Zero-Shot AutoML with Pretrained Models
Ekrem \"Ozt\"urk, Fabio Ferreira, Hadi S. Jomaa, Lars, Schmidt-Thieme, Josif Grabocka, Frank Hutter

TL;DR
This paper introduces a zero-shot AutoML method that leverages a meta-learned surrogate model to select optimal pre-trained models and hyperparameters for new datasets with minimal computation, especially effective on small datasets.
Contribution
It presents a domain-independent meta-learning approach that predicts the best deep learning pipeline for new datasets without additional training, outperforming existing methods in AutoDL benchmarks.
Findings
Outperforms all challenge contenders in the ChaLearn AutoDL benchmark
Effectively selects pre-trained models and hyperparameters with minimal compute
Demonstrates strong generalization across diverse datasets
Abstract
Given a new dataset D and a low compute budget, how should we choose a pre-trained model to fine-tune to D, and set the fine-tuning hyperparameters without risking overfitting, particularly if D is small?
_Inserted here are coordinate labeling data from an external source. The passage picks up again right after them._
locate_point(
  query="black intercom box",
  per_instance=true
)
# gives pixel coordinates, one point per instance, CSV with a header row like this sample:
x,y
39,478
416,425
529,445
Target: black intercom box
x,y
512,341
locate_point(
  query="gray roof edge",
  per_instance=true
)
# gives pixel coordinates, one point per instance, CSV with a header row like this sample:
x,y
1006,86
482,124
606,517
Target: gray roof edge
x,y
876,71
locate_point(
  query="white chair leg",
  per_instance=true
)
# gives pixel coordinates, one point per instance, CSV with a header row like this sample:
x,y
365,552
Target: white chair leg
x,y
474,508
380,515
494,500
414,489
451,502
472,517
Here, we extend automated machine learning (AutoML) to best make these choices. Our domain-independent meta-learning approach learns a zero-shot surrogate model which, at test time, allows to select the right deep learning (DL) pipeline (including the pre-trained model and fine-tuning hyperparameters) for a new dataset D given only trivial meta-features describing D such as image resolution or the number of classes. To train this zero-shot model, we collect performance data for many DL pipelines on a large collection of datasets and meta-train on this data to minimize a pairwise ranking objective. We evaluate our approach under the strict time limit of the vision track of the ChaLearn…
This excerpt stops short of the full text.